A more mundane reason for his anger surfaced at the end of the song, when he said "I don't know what's wrong, man, but it sounded really nice at sound check - It's like playing San Francisco in 1970, 'Mosley's hidin' behind a microphone,' but I ain't hidin' now." And the crowd erupted in cheers, the second time that night I had a genuine sense of the audience caring very much for this delicate figure before them, who was trying hard to cope with his demons and entertain others, and for the effort-much less the undeniable achievement - there was such an honest outpouring of support that it gave me a wonderful sense of San Francisco at its best, the spirit that can flood any truly mesmerizing, communal artistic expression.

Deadheads called it 'the X-factor,' when the music transcended the band members and became a transformative ritual for fans and musicians alike, 'when the music plays the band,' as the Hunter lyric goes, and when it plays the audience, too. I think several of those moments happened tonight, during many of the jams and in those times when Mosley was lost in what he was doing, and the X-factor for him was when thirty years dropped away and he was singing a song the way he had in 1966, when he was young and powerful and had the world by the tail, creating and forming and crafting. He still had those vocal nuances intact, those perfect stylings that showed all of the hard work and craft that he had put in with those many, many hours of rehearsals and training in his youth.

And maybe the years besotted in reflection and hindsight made some of those memories more easily accessible, who can say. But if so, then it is equally assured that with those memories must have come that savage and sharp reminder of all that has been lost in the interim, the on-going horror of his own schizophrenia and the bitter professional legacy of the band's feud with producer and manager Matthew Katz, the litigation-happy nightmare who exercised dictatorial control over his bands while maintaining questionable professional and business practices, and when faced with completely alienated clients, sought redress in the courts claiming he owned their very names, on the basis of 'personal management' contracts signed under dubious circumstances.

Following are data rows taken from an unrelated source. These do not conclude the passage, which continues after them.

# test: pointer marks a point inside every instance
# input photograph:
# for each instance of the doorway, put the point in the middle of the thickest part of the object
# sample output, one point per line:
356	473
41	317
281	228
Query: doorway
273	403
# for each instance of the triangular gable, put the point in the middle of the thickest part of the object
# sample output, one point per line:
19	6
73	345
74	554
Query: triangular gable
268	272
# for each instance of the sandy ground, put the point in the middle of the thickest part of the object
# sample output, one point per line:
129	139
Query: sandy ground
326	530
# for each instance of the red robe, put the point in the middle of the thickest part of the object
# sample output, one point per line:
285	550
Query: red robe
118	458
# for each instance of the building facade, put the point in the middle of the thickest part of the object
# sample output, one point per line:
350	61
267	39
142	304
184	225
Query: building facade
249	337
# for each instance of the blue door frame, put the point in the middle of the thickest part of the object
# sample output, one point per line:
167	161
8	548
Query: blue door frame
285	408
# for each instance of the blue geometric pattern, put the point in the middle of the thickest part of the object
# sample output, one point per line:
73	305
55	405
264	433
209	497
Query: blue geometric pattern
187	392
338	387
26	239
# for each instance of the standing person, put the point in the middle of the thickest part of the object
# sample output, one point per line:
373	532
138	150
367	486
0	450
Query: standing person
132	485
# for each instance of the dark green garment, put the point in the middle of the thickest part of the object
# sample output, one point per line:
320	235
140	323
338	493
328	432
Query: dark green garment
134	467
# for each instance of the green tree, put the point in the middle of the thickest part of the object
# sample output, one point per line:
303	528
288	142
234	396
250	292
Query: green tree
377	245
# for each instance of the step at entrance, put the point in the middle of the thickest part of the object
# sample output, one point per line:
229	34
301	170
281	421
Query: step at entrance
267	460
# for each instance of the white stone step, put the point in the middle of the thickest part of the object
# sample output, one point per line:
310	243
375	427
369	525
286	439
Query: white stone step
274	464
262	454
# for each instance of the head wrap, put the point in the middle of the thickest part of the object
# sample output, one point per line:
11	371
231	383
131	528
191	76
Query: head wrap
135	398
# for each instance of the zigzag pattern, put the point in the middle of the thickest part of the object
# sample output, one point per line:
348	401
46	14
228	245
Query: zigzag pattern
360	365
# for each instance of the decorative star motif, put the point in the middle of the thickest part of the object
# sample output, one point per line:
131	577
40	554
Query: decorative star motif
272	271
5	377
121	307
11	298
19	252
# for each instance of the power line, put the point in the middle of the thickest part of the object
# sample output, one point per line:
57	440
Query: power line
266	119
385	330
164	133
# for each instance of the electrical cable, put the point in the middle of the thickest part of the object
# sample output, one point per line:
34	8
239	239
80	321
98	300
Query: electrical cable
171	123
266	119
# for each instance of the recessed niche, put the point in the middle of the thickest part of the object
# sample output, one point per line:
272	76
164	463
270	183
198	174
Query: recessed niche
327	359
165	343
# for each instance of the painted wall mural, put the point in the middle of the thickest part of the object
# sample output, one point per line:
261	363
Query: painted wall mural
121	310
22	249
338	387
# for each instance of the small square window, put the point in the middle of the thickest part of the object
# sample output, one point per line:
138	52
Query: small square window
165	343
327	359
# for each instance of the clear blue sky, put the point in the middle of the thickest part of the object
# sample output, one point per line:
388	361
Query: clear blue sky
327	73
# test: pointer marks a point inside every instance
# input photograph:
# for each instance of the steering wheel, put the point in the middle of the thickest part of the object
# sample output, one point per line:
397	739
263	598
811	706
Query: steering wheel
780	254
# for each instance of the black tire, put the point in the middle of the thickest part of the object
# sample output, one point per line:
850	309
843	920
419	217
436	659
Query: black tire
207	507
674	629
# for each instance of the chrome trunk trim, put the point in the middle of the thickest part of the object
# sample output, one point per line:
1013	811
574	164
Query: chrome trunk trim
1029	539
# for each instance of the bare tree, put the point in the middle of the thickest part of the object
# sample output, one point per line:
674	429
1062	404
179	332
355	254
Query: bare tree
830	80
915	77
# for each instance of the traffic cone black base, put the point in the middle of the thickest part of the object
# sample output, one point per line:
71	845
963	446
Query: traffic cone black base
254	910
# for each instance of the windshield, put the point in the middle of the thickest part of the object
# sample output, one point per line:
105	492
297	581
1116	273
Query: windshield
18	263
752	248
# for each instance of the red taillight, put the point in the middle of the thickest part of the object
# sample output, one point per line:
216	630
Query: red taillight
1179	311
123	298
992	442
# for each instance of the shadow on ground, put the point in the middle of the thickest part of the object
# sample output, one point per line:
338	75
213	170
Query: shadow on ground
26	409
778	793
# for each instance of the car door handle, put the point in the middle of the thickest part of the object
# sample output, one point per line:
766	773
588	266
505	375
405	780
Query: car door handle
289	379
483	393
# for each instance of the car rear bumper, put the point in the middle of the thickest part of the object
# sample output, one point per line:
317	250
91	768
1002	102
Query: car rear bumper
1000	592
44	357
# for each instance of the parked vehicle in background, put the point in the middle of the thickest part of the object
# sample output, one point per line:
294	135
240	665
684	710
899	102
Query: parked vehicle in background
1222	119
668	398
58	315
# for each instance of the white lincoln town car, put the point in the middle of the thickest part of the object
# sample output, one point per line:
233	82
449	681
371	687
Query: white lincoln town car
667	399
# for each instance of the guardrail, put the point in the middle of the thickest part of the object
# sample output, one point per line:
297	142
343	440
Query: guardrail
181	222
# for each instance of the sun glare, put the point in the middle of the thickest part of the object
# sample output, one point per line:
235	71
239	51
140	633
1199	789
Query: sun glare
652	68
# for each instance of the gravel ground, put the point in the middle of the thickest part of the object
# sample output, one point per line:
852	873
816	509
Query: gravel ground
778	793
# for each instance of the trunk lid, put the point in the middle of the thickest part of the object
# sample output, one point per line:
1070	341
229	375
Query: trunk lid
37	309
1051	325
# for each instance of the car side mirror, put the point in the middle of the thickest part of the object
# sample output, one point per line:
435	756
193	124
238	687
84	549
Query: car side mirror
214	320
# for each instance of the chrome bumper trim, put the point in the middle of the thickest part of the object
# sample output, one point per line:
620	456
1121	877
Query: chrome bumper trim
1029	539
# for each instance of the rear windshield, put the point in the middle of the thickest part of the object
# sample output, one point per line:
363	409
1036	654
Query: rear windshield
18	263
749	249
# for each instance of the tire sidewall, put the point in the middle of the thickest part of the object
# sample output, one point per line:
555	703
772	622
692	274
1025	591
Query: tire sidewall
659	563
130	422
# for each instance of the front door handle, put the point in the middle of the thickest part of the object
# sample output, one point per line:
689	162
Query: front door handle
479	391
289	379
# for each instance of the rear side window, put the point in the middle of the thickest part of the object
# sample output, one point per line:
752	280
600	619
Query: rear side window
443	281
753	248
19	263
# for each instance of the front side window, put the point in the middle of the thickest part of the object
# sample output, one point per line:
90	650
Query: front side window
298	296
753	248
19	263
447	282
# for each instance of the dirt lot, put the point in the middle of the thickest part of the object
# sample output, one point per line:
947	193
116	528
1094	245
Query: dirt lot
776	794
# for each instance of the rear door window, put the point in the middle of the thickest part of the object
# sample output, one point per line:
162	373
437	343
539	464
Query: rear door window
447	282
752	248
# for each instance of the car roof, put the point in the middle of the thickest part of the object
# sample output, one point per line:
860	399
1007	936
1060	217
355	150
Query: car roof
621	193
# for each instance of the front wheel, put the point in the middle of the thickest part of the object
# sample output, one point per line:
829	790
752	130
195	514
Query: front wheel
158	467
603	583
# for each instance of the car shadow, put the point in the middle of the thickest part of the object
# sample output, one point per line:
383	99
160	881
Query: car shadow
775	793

In addition to tying up their royalties, Katz has attempted to or successfully prevented some of those bands from performing under their own names, including the Jefferson Airplane (a 22-year long series of lawsuits), It's A Beautiful Day - whom he just managed to prevent from using their own name a few weeks ago, in a performance during this same series of shows - and several smaller bands, which failed to survive, much less flourish, under their mephistopholean svengali. Some even wondered whether the post-Its A Beautiful Day Katz bands really existed - whether he had taken no chances and assembled them from faceless studio musicians onto whom he grafted personalities and fabricated as bands in the worst of all 'Hollywood hand-jobs,' to use San Francisco critic Joel Selvin's inimitable term.

At times, the pain and confusion seemed clear in Mosley's face, when he fell silent, waiting as a jam formed and spun out, and his eyes showed a little more white around the cornea than was normal, a perspective that suggested he wasn't filtering out enough, being overloaded. Part of that can be chalked up to an understandable reaction of anger: "now I'm acceptable, now I'm not needing spare change but performing for several orders of magnitude more money than that." The irony must have been appalling.